Of course I can tell from her voice, from the play of muscles in her jaw, that it is the very opposite of nothing. “We only have a little while longer, Mom. You owe me honesty.” I see her wince a little. “He hates me, and I don’t know why. Is it just because I’m an inconvenience? An obstacle on his path to greatness?”

“Oh, sweetheart,” she begins, and I can tell she wants to lie. But finally she says, “He doesn’t hate you, Rowan. He hates himself.”

In a halting voice she tells me what she herself only found out a few years ago, when my father was drunk and tired and weak and too crushed under the burden of his guilt to keep the secret any longer.

When my dad found out that Mom was pregnant with twins he took it upon himself—without asking her, without telling her—to try to abort one of us.
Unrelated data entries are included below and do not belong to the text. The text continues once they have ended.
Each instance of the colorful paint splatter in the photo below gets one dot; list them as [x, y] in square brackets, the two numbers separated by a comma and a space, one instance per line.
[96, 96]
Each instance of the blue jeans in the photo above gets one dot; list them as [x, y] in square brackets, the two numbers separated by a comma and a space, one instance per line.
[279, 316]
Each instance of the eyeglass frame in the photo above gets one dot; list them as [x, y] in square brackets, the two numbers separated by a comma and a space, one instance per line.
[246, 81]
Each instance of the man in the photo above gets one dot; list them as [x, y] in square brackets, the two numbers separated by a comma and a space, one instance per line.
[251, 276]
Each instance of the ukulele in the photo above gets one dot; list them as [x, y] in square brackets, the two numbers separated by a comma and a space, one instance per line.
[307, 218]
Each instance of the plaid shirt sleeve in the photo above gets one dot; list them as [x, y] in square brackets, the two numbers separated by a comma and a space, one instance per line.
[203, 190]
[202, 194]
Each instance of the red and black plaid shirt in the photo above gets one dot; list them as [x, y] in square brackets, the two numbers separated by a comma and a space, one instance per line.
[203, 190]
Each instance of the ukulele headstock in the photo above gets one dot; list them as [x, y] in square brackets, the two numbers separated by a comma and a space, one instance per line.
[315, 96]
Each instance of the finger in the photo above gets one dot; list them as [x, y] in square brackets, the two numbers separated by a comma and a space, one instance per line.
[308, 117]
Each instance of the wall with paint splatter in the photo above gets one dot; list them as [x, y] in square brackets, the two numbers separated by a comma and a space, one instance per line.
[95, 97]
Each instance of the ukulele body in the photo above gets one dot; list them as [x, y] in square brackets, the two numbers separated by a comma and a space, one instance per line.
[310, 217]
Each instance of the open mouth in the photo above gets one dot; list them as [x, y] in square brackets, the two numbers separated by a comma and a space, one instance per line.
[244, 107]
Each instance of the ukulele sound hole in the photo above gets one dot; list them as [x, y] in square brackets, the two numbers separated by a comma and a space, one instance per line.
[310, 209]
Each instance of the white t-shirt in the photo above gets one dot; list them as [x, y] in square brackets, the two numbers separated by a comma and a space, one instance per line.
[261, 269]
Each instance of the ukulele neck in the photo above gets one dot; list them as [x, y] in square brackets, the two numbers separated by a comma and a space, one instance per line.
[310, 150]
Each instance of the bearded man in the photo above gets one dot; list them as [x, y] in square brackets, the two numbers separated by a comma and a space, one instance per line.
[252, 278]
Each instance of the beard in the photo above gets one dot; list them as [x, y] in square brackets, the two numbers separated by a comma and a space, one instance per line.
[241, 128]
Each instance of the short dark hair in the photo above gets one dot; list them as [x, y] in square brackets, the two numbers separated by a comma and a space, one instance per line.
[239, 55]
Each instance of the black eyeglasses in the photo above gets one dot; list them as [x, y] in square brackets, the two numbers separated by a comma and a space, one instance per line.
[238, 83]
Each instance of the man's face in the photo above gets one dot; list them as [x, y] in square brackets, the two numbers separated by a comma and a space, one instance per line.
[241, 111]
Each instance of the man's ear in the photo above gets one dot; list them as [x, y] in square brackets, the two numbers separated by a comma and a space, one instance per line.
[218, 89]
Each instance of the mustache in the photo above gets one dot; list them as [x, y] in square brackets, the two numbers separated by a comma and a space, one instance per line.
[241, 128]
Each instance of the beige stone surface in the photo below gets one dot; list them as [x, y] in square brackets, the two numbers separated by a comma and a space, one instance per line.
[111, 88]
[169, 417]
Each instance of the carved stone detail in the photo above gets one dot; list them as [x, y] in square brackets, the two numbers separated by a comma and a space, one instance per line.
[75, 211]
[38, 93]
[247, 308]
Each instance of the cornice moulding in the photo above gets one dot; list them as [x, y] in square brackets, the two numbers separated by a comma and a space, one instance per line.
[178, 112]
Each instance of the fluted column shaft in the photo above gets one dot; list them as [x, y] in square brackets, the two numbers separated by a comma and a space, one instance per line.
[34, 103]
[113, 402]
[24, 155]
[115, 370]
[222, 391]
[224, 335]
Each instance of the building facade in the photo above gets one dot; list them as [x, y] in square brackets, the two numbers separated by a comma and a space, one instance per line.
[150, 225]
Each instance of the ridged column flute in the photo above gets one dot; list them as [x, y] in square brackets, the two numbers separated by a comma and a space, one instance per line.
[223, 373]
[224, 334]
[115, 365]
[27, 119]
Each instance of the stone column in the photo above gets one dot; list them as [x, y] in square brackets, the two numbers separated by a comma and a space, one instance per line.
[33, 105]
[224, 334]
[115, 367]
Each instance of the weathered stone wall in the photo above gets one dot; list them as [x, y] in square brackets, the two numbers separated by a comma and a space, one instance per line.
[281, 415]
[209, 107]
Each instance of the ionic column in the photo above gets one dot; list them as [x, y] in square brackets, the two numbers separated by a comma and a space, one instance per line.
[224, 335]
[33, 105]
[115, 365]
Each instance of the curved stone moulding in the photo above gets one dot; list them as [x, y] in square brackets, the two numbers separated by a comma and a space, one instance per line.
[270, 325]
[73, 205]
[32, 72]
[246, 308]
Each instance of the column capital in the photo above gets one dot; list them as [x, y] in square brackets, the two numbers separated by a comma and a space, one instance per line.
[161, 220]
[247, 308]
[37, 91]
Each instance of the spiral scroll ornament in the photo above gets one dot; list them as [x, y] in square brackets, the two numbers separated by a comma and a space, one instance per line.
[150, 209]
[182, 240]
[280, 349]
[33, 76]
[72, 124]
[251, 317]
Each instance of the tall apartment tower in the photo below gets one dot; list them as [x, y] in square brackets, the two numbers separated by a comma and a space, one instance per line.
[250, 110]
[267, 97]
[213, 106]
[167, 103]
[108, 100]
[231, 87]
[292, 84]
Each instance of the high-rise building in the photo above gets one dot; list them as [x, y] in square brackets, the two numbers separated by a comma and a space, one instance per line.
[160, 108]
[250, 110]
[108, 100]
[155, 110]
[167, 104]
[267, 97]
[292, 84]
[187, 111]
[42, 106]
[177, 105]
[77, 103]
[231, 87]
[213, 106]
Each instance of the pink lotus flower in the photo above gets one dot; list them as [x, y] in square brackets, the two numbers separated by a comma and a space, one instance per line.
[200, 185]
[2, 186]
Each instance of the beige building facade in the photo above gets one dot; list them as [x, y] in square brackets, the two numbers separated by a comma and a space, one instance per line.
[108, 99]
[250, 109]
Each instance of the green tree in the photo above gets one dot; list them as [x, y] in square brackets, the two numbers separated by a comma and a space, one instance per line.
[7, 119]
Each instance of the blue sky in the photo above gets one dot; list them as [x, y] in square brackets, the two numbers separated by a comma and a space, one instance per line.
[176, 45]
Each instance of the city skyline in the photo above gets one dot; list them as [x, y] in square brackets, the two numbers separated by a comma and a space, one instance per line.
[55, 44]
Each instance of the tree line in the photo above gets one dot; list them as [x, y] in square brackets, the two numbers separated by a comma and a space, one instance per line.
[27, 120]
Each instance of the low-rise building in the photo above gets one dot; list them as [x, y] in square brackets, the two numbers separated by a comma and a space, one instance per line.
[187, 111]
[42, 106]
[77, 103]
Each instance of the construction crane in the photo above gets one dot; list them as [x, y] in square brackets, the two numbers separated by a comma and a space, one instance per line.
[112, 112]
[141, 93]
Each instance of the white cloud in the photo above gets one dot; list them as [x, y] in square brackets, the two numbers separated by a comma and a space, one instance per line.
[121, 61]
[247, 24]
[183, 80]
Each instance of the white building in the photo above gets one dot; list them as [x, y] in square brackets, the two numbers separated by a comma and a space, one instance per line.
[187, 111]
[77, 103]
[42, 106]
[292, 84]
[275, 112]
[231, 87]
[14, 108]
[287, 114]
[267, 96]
During what was supposed to be a routine prenatal check he used a modified ultrasound device he created to try to destroy one of us.

Did he pick his victim at random? Did he let chance decide whether Ash or I would be a first child, an only child—or no child at all?

No. He wanted a son.

When there were billions of people still crawling on the planet, men and women weren’t always treated equally. Ash and I used to laugh about that when we studied ancient history together. Imagine, anyone thinking women were lesser than men! Here in Eden, I believed that kind of prejudice didn’t exist.
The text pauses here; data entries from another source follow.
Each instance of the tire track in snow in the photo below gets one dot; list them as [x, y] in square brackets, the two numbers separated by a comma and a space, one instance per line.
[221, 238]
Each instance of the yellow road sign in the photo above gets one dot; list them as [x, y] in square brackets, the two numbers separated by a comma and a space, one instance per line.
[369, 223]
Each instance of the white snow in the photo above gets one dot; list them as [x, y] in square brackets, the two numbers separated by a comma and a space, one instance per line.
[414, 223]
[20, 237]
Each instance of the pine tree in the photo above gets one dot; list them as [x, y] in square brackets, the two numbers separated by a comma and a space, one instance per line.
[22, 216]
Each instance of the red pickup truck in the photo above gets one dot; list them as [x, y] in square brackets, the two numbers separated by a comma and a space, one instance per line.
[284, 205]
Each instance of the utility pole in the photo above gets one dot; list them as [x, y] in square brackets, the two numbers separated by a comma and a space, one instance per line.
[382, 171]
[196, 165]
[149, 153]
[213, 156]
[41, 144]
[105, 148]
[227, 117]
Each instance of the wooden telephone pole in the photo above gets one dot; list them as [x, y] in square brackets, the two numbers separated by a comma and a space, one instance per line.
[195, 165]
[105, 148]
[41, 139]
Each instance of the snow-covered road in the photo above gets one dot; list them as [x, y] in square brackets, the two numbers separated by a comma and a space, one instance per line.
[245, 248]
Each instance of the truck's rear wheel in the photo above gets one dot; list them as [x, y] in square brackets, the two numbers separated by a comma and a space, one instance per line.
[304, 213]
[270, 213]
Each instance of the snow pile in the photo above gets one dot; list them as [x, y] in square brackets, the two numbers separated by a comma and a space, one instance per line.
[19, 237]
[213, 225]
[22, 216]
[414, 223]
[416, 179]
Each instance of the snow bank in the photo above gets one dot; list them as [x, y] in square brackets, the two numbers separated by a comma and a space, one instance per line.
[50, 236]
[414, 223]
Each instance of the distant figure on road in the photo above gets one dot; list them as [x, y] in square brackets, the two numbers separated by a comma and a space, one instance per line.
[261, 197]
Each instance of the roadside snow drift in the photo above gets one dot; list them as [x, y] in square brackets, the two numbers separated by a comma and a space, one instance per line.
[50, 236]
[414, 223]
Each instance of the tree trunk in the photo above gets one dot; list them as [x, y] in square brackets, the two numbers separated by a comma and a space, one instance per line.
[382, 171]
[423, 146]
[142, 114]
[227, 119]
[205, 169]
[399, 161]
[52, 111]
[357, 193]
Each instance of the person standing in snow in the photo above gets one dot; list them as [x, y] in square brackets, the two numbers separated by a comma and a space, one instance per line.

Dear old Dad, though—he wanted a child created in his own image. He wanted a boy to mold like him, to follow in his footsteps, to become a great doctor or politician.

“He aimed the ultrasound device . . .”

“Call it what it is, Mom,” I say bitterly. “A weapon.” I think of myself, huddled in the womb with Ash, safe and warm . . . with my own father aiming a gun at my head.

“He aimed it at you, but something happened. He was almost incoherent when he confessed, and I never spoke with him about it again, but he said that you moved at the last second. That you were close to Ash, that . . . that you hugged him. You pulled him to you, and the sound beam hit Ash instead of you. Your father shut it off instantly, but some damage was done. It hit Ash in the chest. It injured his lungs.”

To my surprise, a tiny part of me almost feels sorry for the monster that is my father. For sixteen years he’s lived with the guilt of the crime he committed. Every day he has to look at his ill son and think That’s my fault.

But every day he has to look at his daughter and think I tried to kill her, and failed.

I feel sick inside.

There’s one thing I can’t understand. “You forgave him for that?”

She’s quiet for a long moment, steering the car around a tricky curve as we skirt an algae spire.